Reeling in Russia: An Angler's Journey, by Fen Montaigne (St. Martin's Press, $26). To the author, who served as a Moscow correspondent for the Philadelphia Inquirer in the late eighties and early nineties, "Russia was an affliction, an incurable habit." Longing to return after four years away, Montaigne decided to fly-fish his way across the vast expanses of newly accessible country — from the Solovetski Islands (birthplace of the gulag prison system, they're the "archipelago" that Aleksandr Solzhenitsyn made famous), on Russia's western fringes, to the wild east of Kamchatka, a remote peninsula not unlike Alaska, where brown bears prowl rivers choked with coho salmon and steelhead.
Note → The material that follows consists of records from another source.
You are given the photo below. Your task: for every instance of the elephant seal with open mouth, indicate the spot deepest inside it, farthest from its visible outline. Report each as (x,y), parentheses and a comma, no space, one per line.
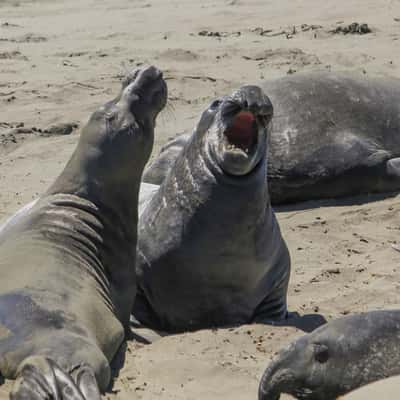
(210,251)
(333,135)
(67,262)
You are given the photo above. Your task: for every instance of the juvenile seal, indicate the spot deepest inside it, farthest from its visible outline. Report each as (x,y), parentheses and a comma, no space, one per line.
(387,389)
(336,358)
(334,134)
(210,251)
(67,263)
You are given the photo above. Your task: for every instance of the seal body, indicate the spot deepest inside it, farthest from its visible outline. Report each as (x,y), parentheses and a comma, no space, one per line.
(66,261)
(333,135)
(210,251)
(336,358)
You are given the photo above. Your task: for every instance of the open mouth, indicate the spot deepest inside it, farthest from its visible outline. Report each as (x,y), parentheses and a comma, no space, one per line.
(242,132)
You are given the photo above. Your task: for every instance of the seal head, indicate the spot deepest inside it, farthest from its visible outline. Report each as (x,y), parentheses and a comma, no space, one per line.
(236,129)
Rod in hand, the author encounters a panoply of characters and stories, including the odd tale of how the Soviets suppressed fly-fishing, viewing it as elitist and counterrevolutionary. As it turns out, however, angling is largely ancillary to Montaigne's wide-eyed but savvy account of the landscape, now rife with poachers and resource-depleting local fiefdoms, and of the hardships of rural Russians, liberated from Communism but not from the ramshackle poverty of old. Montaigne has given us a spirited travelogue, but Reeling in Russia is also a call to arms: It tells us of the world's obligation to help Russia protect its immense, imperiled wilderness.
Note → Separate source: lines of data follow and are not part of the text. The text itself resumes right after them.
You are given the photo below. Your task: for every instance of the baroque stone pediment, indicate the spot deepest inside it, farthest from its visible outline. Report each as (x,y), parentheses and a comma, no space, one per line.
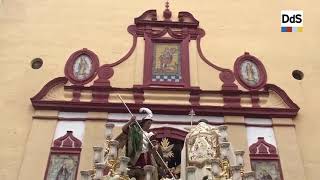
(88,85)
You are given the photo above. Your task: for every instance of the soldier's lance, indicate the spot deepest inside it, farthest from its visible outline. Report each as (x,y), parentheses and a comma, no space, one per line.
(147,138)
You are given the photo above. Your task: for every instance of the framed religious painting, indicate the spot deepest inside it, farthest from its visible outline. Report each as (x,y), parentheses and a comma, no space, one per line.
(64,158)
(81,67)
(62,166)
(265,161)
(267,169)
(166,63)
(250,72)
Inside the Sky: A Meditation on Flight, by William Langewiesche (Pantheon, $24). Like the best athletes, the most daring pilots are not ordinarily blessed with a surplus ability to help us clearly understand how they perform their wondrous feats. In this case, however, the author, a longtime adventurous pilot and an inveterate wanderer (his last book was the acclaimed Sahara Unveiled), has just such a talent in ample supply, and he helps us to see flying afresh. Humankind may have become jaded about gaining its wings, he argues, but "of all inhabited places the sky remains the strangest," and it is still too early in our airborne existence to assume we know all that flight means. He is particularly lucid in describing the physical component of being a pilot and the point at which our physiological capabilities leave off and our dependence on mechanical instruments begins. In a somewhat hair-raising chapter on flying in bad weather — which Langewiesche often does on purpose, though in a decidedly non-daredevil spirit — the reader learns that "the secret of good storm flying is to stay low, in slow and vulnerable airplanes, and to resist the pursuit of performance." Given the author's frank approach to the subject of crashes, his might not be the book to read on your next bumpy cross-country flight, but it deserves a permanent place on the short list of books that illuminate "the inner world of sky."

The Beach: The History of Paradise on Earth, by Lena Lencek and Gideon Bosker (Viking Press, $26). It's more challenging than the kind of book most of us ordinarily choose for beach reading, but this anecdotal history of le monde de la plage — by a professor of Russian and a doctor who write breezy pop-culture studies on the side — will make you feel pleasantly virtuous, as though you're watching a PBS documentary while simultaneously soaking up rays. For centuries, from the beach-blanket bingo of ancient Romans to spring break at Daytona Beach, seaside life has been an ever-changing fashion parade (involving a varying extent of bare skin) in search of an ideal summer. But some things remain the same: "In the presence of the timeless wash of waves, the sibilance of sand, and the warm kiss of the sun," the authors remind us, it is possible "to forget the nagging sense of fealty to cash, work, and responsibility." Amen.